Трудно было понять, подтверждает Гвоздков правоту моих слов или упрекает в повторении того, что ему и так хорошо известно.
– Малость поднажмем, Алексей Петрович, – считая разговор о немцах оконченным, сказал я. – Ко мне тут американец один должен приехать.
– Это у которого ртуть в заднице? – с усмешкой спросил старшина. – Видел, как он к вам подходил. Тот?
– Тот самый.
Я хотел приехать раньше Брайта. Противно было думать, что, застав Грету одну, он опять начнет подбивать ее на какой-нибудь бизнес…
Но чтобы обогнать Брайта, нужно было свернуть себе шею. Когда мы подъезжали к дому на Шопенгауэр-штрассе, его «джип» уже стоял у подъезда. Однако Брайт сидел в машине и проникнуть без меня в дом, видимо, не собирался.
Увидев мою «эмку», он выпрыгнул из машины и приветливо помахал.

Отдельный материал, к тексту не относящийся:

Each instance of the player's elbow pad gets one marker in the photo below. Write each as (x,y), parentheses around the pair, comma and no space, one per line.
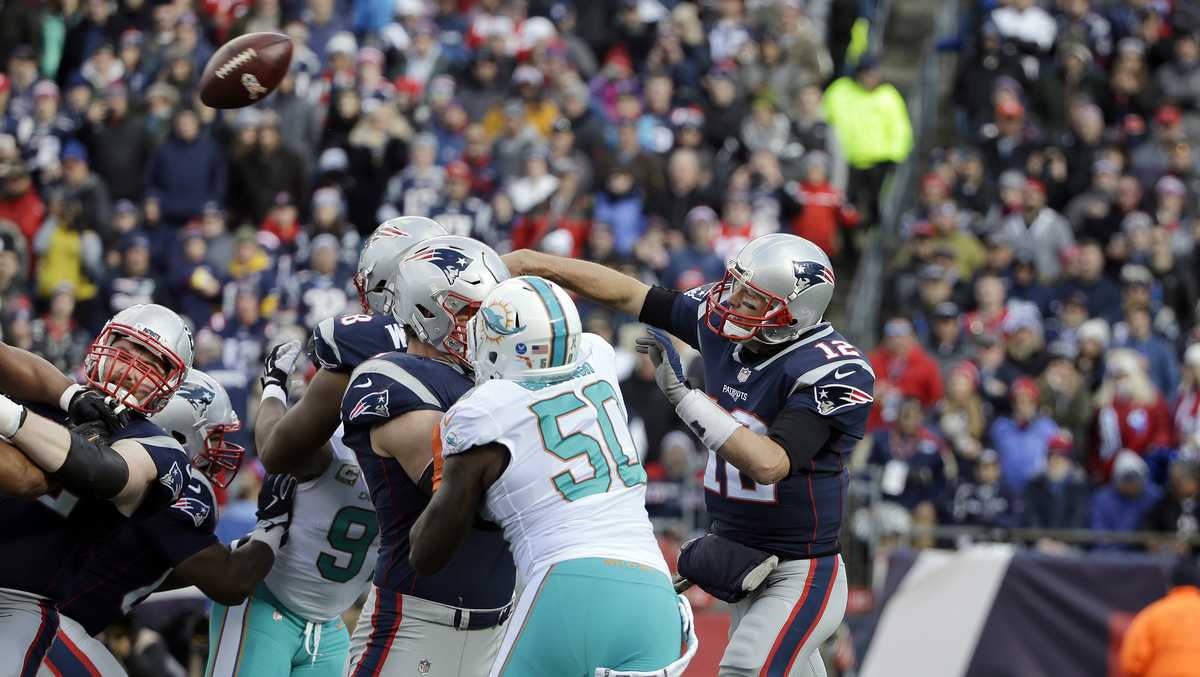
(93,469)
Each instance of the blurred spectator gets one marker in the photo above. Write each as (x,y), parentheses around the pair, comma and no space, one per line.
(1023,439)
(1132,414)
(823,213)
(1187,406)
(1179,510)
(983,499)
(873,125)
(910,457)
(186,172)
(903,369)
(1162,639)
(135,282)
(1057,497)
(1122,504)
(57,336)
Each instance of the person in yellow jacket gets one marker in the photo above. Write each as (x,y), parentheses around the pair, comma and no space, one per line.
(1164,637)
(871,121)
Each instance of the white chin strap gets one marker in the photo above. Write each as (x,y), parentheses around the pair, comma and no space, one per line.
(677,667)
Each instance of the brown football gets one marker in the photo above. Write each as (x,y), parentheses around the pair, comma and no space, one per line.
(245,70)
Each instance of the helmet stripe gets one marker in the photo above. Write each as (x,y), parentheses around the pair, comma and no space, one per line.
(557,321)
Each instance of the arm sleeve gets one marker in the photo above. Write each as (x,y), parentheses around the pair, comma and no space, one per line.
(676,312)
(801,432)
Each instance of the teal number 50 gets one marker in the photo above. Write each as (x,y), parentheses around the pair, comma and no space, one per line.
(352,532)
(576,444)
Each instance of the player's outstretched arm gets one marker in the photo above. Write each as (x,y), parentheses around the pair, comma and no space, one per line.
(293,439)
(19,478)
(450,514)
(79,459)
(591,280)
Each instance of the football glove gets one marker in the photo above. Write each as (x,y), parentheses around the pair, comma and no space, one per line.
(276,498)
(279,364)
(667,366)
(89,406)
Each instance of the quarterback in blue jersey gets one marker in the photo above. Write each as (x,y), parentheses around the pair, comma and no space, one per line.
(451,623)
(785,400)
(179,540)
(106,475)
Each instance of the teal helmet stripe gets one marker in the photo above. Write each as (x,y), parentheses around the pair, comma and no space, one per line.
(557,321)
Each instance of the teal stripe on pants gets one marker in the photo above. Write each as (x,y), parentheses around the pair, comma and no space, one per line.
(594,612)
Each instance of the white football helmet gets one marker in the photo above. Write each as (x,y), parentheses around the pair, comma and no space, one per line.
(145,375)
(777,287)
(438,287)
(381,255)
(527,329)
(198,417)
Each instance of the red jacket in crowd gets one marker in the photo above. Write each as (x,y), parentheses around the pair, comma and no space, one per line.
(915,375)
(823,213)
(1126,424)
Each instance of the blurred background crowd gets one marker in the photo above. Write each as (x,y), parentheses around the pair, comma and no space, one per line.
(1038,354)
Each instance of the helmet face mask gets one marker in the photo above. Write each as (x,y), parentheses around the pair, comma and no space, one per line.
(141,358)
(438,287)
(773,291)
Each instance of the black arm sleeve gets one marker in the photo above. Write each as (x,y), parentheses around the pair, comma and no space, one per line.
(658,306)
(91,468)
(801,432)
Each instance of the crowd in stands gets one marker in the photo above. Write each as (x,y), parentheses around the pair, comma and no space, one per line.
(1041,363)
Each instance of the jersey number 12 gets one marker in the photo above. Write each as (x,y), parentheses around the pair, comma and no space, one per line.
(623,457)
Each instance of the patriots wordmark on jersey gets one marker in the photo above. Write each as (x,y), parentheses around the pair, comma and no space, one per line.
(820,371)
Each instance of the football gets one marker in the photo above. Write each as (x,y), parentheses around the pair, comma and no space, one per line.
(245,70)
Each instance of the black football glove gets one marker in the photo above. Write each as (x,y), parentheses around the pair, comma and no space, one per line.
(279,364)
(89,406)
(275,502)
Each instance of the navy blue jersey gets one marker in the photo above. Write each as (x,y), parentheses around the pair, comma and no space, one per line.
(46,541)
(135,561)
(801,515)
(480,575)
(341,343)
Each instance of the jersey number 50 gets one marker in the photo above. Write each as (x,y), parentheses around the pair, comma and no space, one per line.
(623,456)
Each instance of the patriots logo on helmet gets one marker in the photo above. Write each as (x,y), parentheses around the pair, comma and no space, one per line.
(834,396)
(193,508)
(451,262)
(371,405)
(810,274)
(198,396)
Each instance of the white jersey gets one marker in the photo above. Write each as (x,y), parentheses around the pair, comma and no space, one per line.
(333,543)
(574,486)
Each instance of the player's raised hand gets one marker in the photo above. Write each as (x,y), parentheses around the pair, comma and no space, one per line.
(89,406)
(279,364)
(667,366)
(275,502)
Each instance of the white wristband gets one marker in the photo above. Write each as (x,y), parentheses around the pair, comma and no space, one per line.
(11,414)
(270,537)
(273,391)
(707,419)
(67,395)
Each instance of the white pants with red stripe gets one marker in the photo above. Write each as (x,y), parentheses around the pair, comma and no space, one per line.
(777,629)
(78,654)
(405,636)
(28,623)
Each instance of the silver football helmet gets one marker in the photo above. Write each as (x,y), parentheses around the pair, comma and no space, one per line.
(141,357)
(198,417)
(777,287)
(439,286)
(382,252)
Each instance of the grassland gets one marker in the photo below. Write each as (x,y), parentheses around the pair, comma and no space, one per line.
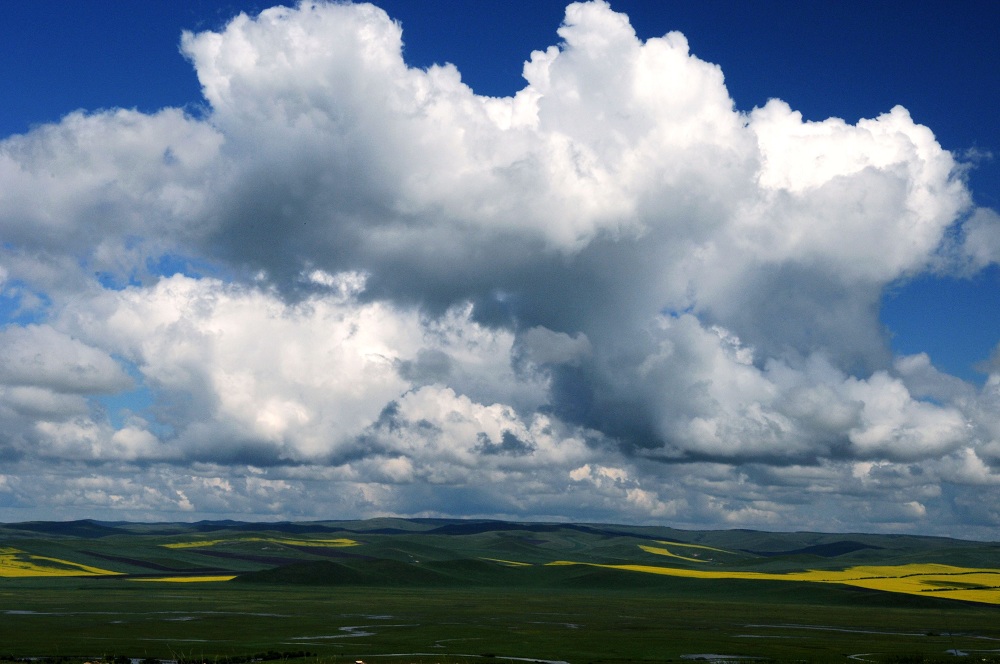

Я все еще чувствовал к нему неприязнь. Проклятое фото стояло перед моими глазами. Но делать было нечего: в конце концов, я ведь не пытался возражать, когда Брайт заявил, что едет ко мне…
– Пошли? – сказал Брайт не то утвердительно, не то спрашивая моего согласия.
– Ты, кажется, для этого и приехал? – пробурчал я сквозь зубы.
Брайт молча склонился над сиденьем своей машины, на секунду показал зад, туго обтянутый когда-то светло-кремовыми, а теперь грязными брюками, потом выпрямился. В руках он держал тонкий портфель или похожую на большой конверт кожаную папку.
Хотя я виделся с Гретой только вчера, она встретила меня потоком обычных любезностей, через каждые два-три слова вставляя неизбежное «хэрр майор».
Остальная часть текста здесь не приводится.